Approaching 40: Welcome Back

I don’t actually remember ever watching Welcome Back, Kotter, but I do remember demonstrating my impressions of the some of the characters on the show to various family members. I have no idea how or why I had the desire to mimic these characters. Apparently, however, I had some meager ability. I could do Arnold Horshack’s laugh, for instance. When I’d go visit my grandpa and uncles at their gas station in the Bronx, I’d be asked to demonstrate these abilities. “Up your nose with a rubber hose!” I’d say. The people around me would laugh and I would be pleased. Naturally, with this kind of response, I delighting in performing on demand.

I always liked the theme song for the show, “Welcome Back” as recorded by John Sebastian. I have a memory of returning home from a Mets game1 in the late 1970s and hearing this song on the radio. So whenever I hear the song, I’m reminded of crossing various bridges on the way home from Shea stadium. Then, for a very long time, I didn’t hear the song. When I finally did hear it again, decades later, I was certain it was Randy Newman singing the song. But it’s not, it’s John Sebastian. I would have bet money it was Randy Newman.

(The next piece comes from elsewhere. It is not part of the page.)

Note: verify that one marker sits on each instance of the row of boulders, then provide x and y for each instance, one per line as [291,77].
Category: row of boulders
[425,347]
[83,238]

Despite my enjoyment of the song and my well-received impersonations of the show’s characters, I have no desire to go back and watch the old episodes, the way I do for some shows. Hearing the songs simply provides some fond memories. And it also provides an example of an early talent, if you can call it that. I can still do some voices and impressions today. Maybe it was just a quirk of the structure of my vocal cords, I don’t know. But I trace the ability back to Welcome Back, Kotter. Who knows if I would have ever discovered that talent, had I never watched the show.


  1. I was and am the only Yankees fan in my family. The rest were all Mets fans. I use this as evidence that I am the only normal one in the family.

Approaching 40: Do you know the way to San Jose?

Do you remember your first 45?

If you are older than I am, the answer is likely to be yes. But if you are even a few years younger than me, the answer is likely to be “Huh?”

I don’t know where it came from, but the first musical (as opposed to story) 45 I ever had was Dionne Warwick’s “Do You Know the Way To San Jose?” single. I’d guess I was five or six at the time. I don’t ever recall listening to this song at home, but I recall quite vividly listening to it at my grandparent’s house in Spring Valley, New York. Whenever I hear the song, I am back there in that apartment, with the patio that faced Old Nyack Turnpike and the light filtering in through the blinds just so. I can see the furniture as it was in 1977 or 1978. I can feel the stringy carpet on my feet. And in the background, I can hear the crisp sound of this song playing on the record player with all of the pops and clicks concomitant with the device.

I had no idea where San Jose was of course. (Since then, I’ve been to San Jose countless times.) But I knew it was in California. I also knew that San Francisco was in California. Back then, there was a commercial on TV for Rice A Roni. “The San Francisco Treat,” the slogan went. The commercial showed a cable car cresting a hill in San Francisco. Somehow, the two became intertwined in my head so that I cannot hear “Do You Know the Way To San Jose” without thinking of Rice A Roni, and I cannot see a box of Rice A Roni without hearing “Do You Know the Way To San Jose” in my head. Strange how those things work, isn’t it?